Traceback (most recent call last):
  File "/Users/rliaw/miniconda3/lib/python3.7/site-packages/joblib/parallel.py", line 808, in dispatch_one_batch
    tasks = self._ready_batches.get(block=False)
  File "/Users/rliaw/miniconda3/lib/python3.7/queue.py", line 167, in get
    raise Empty
_queue.Empty

During handling of the above exception, another exception occurred:

Traceback (most recent call last):
  File "python/ray/_raylet.pyx", line 476, in ray._raylet.execute_task
  File "python/ray/_raylet.pyx", line 477, in ray._raylet.execute_task
  File "python/ray/_raylet.pyx", line 431, in ray._raylet.execute_task.function_executor
  File "/Users/rliaw/miniconda3/lib/python3.7/site-packages/ray/function_manager.py", line 553, in actor_method_executor
    return method(actor, *args, **kwargs)

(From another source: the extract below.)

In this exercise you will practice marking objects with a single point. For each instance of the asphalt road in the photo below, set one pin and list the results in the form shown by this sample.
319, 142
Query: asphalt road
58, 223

  File "/Users/rliaw/miniconda3/lib/python3.7/site-packages/ray/tune/trainable.py", line 183, in train
    result = self.step()
  File "/Users/rliaw/dev/tune-sklearn/tune_sklearn/_trainable.py", line 107, in step
    result = self._train()
  File "/Users/rliaw/dev/tune-sklearn/tune_sklearn/_trainable.py", line 251, in _train
    return_train_score=self.return_train_score,
  File "/Users/rliaw/miniconda3/lib/python3.7/site-packages/sklearn/utils/validation.py", line 72, in inner_f
    return f(**kwargs)
  File "/Users/rliaw/miniconda3/lib/python3.7/site-packages/sklearn/model_selection/_validation.py", line 248, in cross_validate
    for train, test in cv.split(X, y, groups))
  File "/Users/rliaw/miniconda3/lib/python3.7/site-packages/joblib/parallel.py", line 1029, in __call__
    if self.dispatch_one_batch(iterator):
  File "/Users/rliaw/miniconda3/lib/python3.7/site-packages/joblib/parallel.py", line 819, in dispatch_one_batch
    islice = list(itertools.islice(iterator, big_batch_size))

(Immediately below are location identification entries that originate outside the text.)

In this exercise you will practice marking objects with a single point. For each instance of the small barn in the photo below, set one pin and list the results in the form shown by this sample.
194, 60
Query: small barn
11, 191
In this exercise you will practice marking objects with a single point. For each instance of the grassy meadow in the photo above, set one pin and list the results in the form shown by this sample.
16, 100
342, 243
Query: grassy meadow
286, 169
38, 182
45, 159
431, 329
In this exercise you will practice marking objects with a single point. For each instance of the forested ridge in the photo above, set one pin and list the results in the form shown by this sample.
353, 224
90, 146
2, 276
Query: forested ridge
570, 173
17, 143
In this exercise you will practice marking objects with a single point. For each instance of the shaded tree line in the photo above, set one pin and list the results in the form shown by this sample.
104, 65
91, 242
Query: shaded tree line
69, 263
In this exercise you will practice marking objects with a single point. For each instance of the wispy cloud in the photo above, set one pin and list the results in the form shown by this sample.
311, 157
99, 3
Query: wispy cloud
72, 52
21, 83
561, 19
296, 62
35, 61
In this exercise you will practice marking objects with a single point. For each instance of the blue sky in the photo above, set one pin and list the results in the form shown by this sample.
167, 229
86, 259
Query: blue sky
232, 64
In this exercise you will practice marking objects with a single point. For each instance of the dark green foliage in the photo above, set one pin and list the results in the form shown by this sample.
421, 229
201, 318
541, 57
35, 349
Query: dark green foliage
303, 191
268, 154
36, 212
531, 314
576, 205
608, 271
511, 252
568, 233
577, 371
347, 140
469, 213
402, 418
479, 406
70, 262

  File "/Users/rliaw/miniconda3/lib/python3.7/site-packages/sklearn/model_selection/_validation.py", line 243, in <genexpr>
    delayed(_fit_and_score)(
  File "/Users/rliaw/miniconda3/lib/python3.7/site-packages/sklearn/model_selection/_split.py", line 336, in split
    for train, test in super().split(X, y, groups):
  File "/Users/rliaw/miniconda3/lib/python3.7/site-packages/sklearn/model_selection/_split.py", line 80, in split
    for test_index in self._iter_test_masks(X, y, groups):
  File "/Users/rliaw/miniconda3/lib/python3.7/site-packages/sklearn/model_selection/_split.py", line 697, in _iter_test_masks
    test_folds = self._make_test_folds(X, y)
  File "/Users/rliaw/miniconda3/lib/python3.7/site-packages/sklearn/model_selection/_split.py", line 668, in _make_test_folds
    % (self.n_splits))
ValueError: n_splits=5 cannot be greater than the number of members in each class.